Using SageMaker’s managed hosting stack

Amazon SageMaker supports several types of managed hosting infrastructure:

A persistent synchronous HTTPS endpoint for real-time inference
An asynchronous endpoint for near-real-time inference
A transient Batch Transform job that performs inference across the entire dataset

In the next section, we will discuss use cases regarding when to use what type of hosting infrastructure, and we’ll review real-time inference endpoints in detail.

Real-time inference endpoints

Real-time endpoints are built for use cases where you need to get inference results as soon as possible. SageMaker’s real-time endpoint is an HTTPS endpoint: model inputs are provided by the client via a POST request payload, and inference results are returned in the response body. The communication is synchronous.
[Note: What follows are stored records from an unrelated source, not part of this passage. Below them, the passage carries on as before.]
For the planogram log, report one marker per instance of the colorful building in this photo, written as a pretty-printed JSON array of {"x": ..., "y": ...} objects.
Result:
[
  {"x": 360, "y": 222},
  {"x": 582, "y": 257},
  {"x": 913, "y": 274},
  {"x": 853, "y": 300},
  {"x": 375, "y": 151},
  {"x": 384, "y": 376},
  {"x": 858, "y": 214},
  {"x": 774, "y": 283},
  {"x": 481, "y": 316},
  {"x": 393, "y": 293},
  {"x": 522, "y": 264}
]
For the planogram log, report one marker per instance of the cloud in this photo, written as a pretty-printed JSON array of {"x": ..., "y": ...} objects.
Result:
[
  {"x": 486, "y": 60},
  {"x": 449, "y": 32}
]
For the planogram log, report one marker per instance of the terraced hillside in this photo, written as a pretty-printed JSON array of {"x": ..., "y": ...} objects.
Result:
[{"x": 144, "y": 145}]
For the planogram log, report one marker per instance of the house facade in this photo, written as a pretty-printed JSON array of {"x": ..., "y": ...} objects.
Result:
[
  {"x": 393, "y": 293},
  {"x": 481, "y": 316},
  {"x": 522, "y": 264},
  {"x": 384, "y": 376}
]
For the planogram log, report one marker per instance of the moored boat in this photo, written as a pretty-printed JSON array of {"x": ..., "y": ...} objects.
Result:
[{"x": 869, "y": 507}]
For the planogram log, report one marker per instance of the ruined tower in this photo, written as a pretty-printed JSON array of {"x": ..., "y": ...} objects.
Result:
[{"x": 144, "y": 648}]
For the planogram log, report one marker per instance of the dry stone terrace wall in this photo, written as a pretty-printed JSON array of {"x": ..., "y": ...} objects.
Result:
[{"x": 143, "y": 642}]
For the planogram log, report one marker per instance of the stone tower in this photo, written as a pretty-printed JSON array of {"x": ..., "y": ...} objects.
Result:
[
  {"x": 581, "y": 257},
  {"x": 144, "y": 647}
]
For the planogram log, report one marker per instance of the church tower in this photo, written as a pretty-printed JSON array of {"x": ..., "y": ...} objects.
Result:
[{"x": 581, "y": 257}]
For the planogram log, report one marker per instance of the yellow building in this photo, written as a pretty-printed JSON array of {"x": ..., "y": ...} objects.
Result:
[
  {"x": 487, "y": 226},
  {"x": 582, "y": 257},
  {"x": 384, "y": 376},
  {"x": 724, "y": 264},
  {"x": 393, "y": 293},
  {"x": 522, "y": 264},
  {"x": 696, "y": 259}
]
There are many scenarios when real-time endpoints are applicable, such as the following:

To provide movie recommendations when the user opens a streaming application, based on the user’s watch history, individual ratings, and what’s trending now
To detect objects in a real-time video stream
To generate a suggested next word as the user inputs text

SageMaker real-time endpoints provide customers with a range of capabilities to design and manage their inference workloads:

Create a fully managed compute infrastructure with horizontal scaling (meaning that a single endpoint can use multiple compute instances to serve high traffic load without performance degradation)
There is a wide spectrum of EC2 compute instance types to choose from based on model requirements including AWS’ custom chip Inferentia and SageMaker Elastic Inference
Pre-built inference containers for popular DL frameworks
Multi-model and multi-container endpoints
Model production variants for A/B testing
Multi-model inference pipelines
Model monitoring for performance, accuracy, and bias
SageMaker Neo and SageMaker Edge Manager to optimize and manage inference at edge devices

Since this is a managed capability, Amazon SageMaker is responsible for the following aspects of managing users’ real-time endpoints:

Provisioning and scaling the underlying compute infrastructure based on customer-defined scaling policies
Traffic shaping between model versions and containers in cases where multiple models are deployed on a single SageMaker endpoint.
Streaming logs and metrics at the level of the compute instance and model.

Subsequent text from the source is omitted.